MICHAEL NOVAK: I don't think the electoral machinery faired as well both human and technical probably. But it's quite striking that nobody is saying it is deliberate but most of the precincts were in control of the party who had benefited by the higher turnout.

WENDY KAMINER: Well, actually, people are saying it was deliberate. Some people are saying it is at least not exactly an unconscious racism, but a kind of subtle racism in the fact that the worst voting machines in Florida tended to be in the black districts, and in the fact that these unreliable lists of alleged felons tended to disproportionately target African Americans. Some people do see a deliberation in that. And if we don't address the problems in the electoral system in the next couple of years, we are going to see a great deal more cynicism than we see today.

MARGARET WARNER: All right. Stephen Carter, your final thoughts.

STEPHEN CARTER: Well, two very quick thoughts.

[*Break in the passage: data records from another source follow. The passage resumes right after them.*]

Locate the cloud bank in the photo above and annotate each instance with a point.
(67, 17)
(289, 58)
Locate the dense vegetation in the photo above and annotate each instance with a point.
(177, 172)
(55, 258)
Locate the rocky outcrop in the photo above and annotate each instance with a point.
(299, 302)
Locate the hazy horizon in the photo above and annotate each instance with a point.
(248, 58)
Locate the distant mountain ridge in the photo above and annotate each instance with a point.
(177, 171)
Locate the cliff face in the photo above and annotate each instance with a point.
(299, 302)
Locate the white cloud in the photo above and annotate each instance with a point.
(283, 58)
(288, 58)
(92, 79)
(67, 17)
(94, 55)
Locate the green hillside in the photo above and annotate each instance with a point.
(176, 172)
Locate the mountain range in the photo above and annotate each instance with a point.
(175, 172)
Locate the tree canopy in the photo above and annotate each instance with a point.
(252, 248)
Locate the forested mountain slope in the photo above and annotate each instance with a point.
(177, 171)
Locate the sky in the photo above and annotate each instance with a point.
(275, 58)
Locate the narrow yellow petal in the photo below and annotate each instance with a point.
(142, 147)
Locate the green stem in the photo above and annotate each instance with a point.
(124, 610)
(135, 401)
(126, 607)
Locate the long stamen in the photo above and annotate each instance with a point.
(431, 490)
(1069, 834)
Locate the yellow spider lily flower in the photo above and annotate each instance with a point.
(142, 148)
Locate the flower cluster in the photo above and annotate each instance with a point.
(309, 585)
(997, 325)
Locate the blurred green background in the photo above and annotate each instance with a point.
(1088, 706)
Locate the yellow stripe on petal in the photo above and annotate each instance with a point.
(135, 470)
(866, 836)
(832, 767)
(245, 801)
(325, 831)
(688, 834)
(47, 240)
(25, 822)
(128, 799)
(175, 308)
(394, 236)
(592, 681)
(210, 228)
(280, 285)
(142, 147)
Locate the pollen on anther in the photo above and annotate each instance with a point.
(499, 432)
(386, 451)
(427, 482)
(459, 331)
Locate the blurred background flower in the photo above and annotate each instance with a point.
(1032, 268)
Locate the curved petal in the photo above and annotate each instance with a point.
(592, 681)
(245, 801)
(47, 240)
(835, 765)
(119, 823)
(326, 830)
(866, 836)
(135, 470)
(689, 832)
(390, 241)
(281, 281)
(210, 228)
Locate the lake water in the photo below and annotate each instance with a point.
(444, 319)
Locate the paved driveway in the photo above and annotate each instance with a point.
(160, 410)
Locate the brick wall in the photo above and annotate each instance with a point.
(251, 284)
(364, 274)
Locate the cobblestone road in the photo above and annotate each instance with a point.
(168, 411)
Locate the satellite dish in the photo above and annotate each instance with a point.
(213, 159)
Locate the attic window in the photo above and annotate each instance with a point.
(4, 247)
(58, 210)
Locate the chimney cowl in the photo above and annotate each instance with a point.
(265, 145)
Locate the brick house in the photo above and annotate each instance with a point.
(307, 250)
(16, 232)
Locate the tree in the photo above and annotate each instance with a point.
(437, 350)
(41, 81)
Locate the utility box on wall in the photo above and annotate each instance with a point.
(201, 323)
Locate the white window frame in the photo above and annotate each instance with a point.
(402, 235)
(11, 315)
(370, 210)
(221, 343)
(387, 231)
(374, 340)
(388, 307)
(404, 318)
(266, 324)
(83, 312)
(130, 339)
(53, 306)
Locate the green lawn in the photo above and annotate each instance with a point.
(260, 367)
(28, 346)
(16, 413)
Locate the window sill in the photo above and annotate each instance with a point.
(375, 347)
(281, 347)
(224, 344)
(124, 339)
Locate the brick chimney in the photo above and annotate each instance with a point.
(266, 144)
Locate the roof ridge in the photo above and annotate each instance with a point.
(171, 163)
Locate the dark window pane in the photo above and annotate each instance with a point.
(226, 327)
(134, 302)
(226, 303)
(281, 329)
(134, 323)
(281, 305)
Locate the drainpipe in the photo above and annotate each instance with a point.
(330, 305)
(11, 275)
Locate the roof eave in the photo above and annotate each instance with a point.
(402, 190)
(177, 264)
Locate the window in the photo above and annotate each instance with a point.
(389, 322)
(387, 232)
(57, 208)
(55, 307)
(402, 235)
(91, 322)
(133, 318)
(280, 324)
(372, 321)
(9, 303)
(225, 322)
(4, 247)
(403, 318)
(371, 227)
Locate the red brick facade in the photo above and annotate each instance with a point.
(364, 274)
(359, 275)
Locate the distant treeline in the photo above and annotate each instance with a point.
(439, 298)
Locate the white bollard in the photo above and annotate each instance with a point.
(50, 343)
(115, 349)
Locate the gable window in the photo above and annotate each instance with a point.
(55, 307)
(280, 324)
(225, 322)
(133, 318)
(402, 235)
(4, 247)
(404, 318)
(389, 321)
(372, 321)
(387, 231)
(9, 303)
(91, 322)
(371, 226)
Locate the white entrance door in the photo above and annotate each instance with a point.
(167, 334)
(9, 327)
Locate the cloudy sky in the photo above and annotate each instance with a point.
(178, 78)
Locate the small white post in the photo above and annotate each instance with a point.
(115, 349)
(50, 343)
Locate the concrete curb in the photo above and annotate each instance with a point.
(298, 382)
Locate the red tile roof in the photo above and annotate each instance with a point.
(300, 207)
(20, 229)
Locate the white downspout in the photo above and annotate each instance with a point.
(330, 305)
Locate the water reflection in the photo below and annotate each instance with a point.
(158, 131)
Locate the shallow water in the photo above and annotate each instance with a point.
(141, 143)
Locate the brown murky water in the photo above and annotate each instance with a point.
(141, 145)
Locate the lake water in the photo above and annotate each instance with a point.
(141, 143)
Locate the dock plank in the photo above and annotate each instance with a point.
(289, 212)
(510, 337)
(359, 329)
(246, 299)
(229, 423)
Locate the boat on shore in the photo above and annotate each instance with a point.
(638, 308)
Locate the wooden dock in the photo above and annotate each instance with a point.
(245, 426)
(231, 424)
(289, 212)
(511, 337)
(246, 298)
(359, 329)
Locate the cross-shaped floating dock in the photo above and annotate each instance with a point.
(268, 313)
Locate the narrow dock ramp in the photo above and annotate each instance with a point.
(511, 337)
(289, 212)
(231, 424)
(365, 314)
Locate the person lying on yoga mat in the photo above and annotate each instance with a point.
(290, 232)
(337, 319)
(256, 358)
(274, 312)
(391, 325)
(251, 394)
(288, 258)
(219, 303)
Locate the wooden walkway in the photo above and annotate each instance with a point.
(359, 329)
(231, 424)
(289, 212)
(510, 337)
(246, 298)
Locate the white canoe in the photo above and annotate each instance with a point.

One is on the subject we were just talking about. It is very important I think for the Bush administration to make a very high priority of investigating what went on in the voting in Florida, having the Justice Department look into that. The NAACP is planning litigation under the Voting Rights Act as I think they probably should. But at the same time I think it's very important for whether it's the intellectual class, the elite, or the people in the street, whoever... wherever the rhetoric comes from, I think what has to be toned down on the Democratic and Republican sides is the sense that somebody stole or tried to steal the election. What you had was two people, two parties going at each other passionately, head to head. It got a little out of hand about it now is the time to stop worrying about who stole what and start thinking about the future.

MARGARET WARNER: All right. Thank you all four very much.